Once I use Scrapy to scrape 69,000 torrent links from a website. So now let's talk about YouTube EL. It's a program I developed and it also uses web scraping on the backend. It's a Python script that allows you to download videos and music from various websites like Facebook, YouTube, Vimeo, Dailymotion, Metacafe and almost 300 more websites.
So well, that was it. I hope you learned something from this, about web scraping from this talk. So it was my first conference. So forgive me for any mistakes. And if you want to talk to me, just meet me outside. If you want to ask something, then don't hesitate and I will try to answer finally questions.
Thank you very much for a very fast talk. We have plenty of time for questions and please go ahead. I mean, one challenging thing in using the Scrapy is that,
let's say there is a change in the HTML or DOM structure of any website.

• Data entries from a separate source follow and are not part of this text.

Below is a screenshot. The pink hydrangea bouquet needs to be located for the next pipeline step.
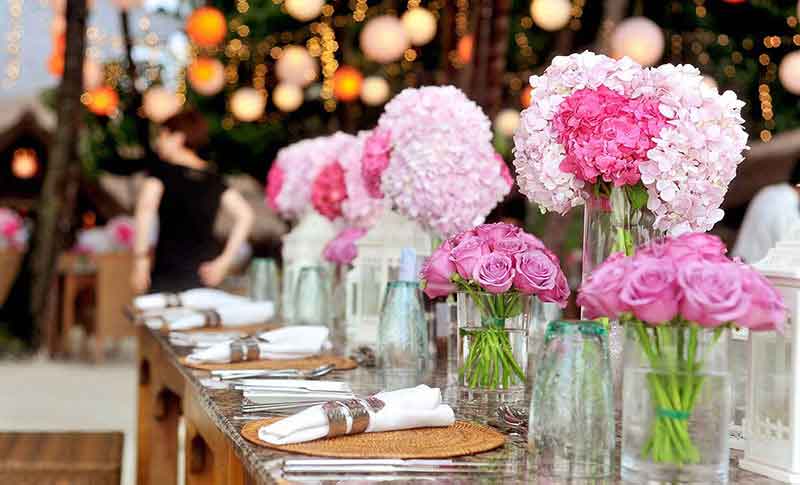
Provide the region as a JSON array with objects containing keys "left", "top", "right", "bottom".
[
  {"left": 362, "top": 86, "right": 510, "bottom": 237},
  {"left": 578, "top": 233, "right": 786, "bottom": 466},
  {"left": 420, "top": 223, "right": 569, "bottom": 388},
  {"left": 514, "top": 51, "right": 747, "bottom": 235}
]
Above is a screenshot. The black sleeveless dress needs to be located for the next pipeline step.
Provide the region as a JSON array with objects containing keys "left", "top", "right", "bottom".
[{"left": 150, "top": 161, "right": 227, "bottom": 293}]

I mean, is there any like exception handling? I mean, we can use to detect changing in the DOM structure of the website and how we fall back or handle such case.
So if you use any scraping library, you will have to see. If a markup changes, your scraper will break and it will not save any stored data. You will have to change your scraper based on the changed layout of the website. So there is usually not any other way across it. So you'll have to modify your scraper a bit.
If the site blocks your IP address. So if our site blocks our IP address, we have some, we can use workarounds.
First of all, we can use IP rotation or you can use the Tor network. There are some websites, some professional websites which allow you to scrape through their domain. They have IP rotation. You can buy a lot of IPs and then rotate your IPs. That's the only way you can bypass that.
Yeah? Scraping hub? Yeah, I've been there. I've used it. Yeah, it's good. I like your character a lot. Your logo. Somewhat related question.
Does Scrappy have any kind of rate limiting support? For example, I don't want DDoS site and I don't care much about latency. So I want to rate limit my scraping to one page per second. Yeah, you can do that. There's an option, this configuration file. You can limit how many web pages you want to open in parallel.
You can either open two pages or you can use one page. If you open one page, you can also set an option where you can, your scraper will wait before opening another page. If you want to wait for two minutes before opening the next page, if you don't want to put a lot of load on the server, you can use those settings.
The only negative point of Scrappy is that it currently doesn't support 3.4. Everyone is rushing for Python 3, but still Scrappy doesn't support it. The Twisted Networking Library, they already have 60% support for Python 3 and they are going to achieve their milestone in some couple of months.
So I hope Scrappy will be there. Any more questions? Yeah, one question. How do you deal with pages that are purely Ajax-based or they render the page with JavaScript?
What is your workaround? Because Scrappy uses the DOM path, right? So what is your suggestion there? The way which I work with that problem is that you can use simply Chrome Inspector and inspect the Ajax calls. You can copy those Ajax calls. Usually there's an API. You can make a pattern of the API URLs
and then pass those URLs to Scrappy and it will use those API URLs. Because those API URLs return their data in HTML form. Any more questions?
No? Then thank you very much again and thank you very much for all your time.